高い位置に橋を建設する場合は、足場を作るのが困難なため、橋脚から左右交互にバランスを取りながらコンクリートを打設し順次張り出していく“カンチレバー工法”で工事が進められているとのこと。

約2.5mを張り出すのに2週間ほどかかるという地道な作業が行われており、長い時間をかけて真ん中部分が中央併合でつながったばかりだそう。
コンクリートが固まり終わったら橋の内部にある穴にワイヤーを通し、固定するとようやく橋が完成します。「新設楽大橋」は、ダム完成と同じ2034年に開通が予定されています。
10年後に沈む現道「設楽大橋」と鉄道の廃トンネル

設楽ダムの完成に伴い、新たに造られるトンネルは7か所、橋は37か所にものぼるといいます。反対に、ダムが完成すると沈んでしまう現道やトンネルも。
赤いアーチ橋が特徴の国道257号「設楽大橋」は、1973年の竣工から設楽町の玄関口として長年愛されてきました。あと5年ほどで通行止めになり、10年後にはダム湖に沈んでしまうといいます。
住民からの要望もあり、シンボリックな“赤”を継承するため、「新設楽大橋」の欄干は赤色で建設されるとのことです。

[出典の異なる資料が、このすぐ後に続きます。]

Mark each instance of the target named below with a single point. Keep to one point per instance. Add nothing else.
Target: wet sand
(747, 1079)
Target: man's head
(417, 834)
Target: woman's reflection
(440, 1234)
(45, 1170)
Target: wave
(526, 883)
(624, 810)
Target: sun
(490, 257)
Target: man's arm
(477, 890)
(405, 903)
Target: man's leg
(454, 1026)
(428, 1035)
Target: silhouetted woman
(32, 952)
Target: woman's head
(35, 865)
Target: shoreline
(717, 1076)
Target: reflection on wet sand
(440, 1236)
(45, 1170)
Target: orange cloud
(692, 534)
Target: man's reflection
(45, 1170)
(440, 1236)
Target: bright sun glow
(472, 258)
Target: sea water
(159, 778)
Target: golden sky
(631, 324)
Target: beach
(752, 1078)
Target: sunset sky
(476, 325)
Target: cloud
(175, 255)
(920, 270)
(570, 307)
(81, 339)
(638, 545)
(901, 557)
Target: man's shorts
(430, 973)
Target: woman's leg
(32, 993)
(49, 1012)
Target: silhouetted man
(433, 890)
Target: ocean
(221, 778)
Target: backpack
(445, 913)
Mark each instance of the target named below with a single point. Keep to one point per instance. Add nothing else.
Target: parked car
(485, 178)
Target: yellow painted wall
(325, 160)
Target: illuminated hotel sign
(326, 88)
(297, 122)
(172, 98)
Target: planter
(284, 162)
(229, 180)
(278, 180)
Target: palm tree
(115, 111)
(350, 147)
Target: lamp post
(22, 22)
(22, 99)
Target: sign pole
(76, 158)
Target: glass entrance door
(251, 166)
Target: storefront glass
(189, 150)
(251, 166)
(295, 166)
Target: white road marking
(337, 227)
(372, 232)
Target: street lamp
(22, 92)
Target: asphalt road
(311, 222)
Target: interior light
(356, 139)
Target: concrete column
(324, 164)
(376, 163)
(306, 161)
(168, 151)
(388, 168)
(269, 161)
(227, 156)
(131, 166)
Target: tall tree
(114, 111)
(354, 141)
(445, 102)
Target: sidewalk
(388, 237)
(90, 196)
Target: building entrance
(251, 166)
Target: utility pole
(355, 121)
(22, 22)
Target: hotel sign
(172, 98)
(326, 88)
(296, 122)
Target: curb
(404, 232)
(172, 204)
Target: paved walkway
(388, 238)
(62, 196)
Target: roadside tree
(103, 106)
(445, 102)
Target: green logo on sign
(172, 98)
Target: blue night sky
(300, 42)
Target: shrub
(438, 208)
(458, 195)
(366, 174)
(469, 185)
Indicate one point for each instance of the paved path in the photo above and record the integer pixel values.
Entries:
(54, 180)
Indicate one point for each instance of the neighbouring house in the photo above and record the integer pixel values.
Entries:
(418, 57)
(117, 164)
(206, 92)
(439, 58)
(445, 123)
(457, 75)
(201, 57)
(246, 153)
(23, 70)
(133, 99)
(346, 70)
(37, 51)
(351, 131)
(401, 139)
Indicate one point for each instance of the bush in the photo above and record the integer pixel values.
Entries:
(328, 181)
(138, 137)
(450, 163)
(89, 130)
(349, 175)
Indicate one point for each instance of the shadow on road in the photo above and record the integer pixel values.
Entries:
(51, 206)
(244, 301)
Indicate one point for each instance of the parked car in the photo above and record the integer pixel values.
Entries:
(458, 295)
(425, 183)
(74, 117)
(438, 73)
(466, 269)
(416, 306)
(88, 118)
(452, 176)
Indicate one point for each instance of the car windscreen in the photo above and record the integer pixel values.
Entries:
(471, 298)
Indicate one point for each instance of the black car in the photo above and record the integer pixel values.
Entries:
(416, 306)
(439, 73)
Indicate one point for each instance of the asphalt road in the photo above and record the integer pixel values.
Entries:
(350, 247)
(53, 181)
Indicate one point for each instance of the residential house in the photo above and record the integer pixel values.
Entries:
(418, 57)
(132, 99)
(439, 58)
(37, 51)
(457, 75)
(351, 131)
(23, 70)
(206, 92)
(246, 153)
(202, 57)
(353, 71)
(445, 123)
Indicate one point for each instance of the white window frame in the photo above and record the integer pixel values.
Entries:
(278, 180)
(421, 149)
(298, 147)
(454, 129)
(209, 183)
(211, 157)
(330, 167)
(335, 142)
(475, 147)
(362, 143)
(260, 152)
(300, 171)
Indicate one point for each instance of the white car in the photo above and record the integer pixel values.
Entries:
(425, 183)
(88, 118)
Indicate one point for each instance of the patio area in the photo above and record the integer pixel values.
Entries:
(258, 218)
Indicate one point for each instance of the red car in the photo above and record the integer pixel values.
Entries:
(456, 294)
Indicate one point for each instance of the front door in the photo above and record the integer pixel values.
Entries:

また、ダム湖の底にあたる場所には、旧田口鉄道の廃トンネルも存在します。豊橋鉄道田口線は、かつて新城市(しんしろし)と設楽町を結んだ路線で、1968年に廃線になるまで、奥三河(おくみかわ)地域の生活や産業を支えました。廃線になってから50年以上経過しても、鉄道の面影は今も色濃く残っています。
東京タワー約4個分の骨材を使用!?ダム建設現場の超巨大な仮桟橋

ダムの工事現場には超巨大な仮桟橋が組まれ、重機で掘削しては、“ずり”(=岩塊)を落とす作業が進められているそう。
この仮桟橋は、東京タワー約4個分の骨材を使用し、約5年で建設。ダムが竣工する頃には全て撤去されてしまいます。建設中の今しか見られない、圧巻の光景です。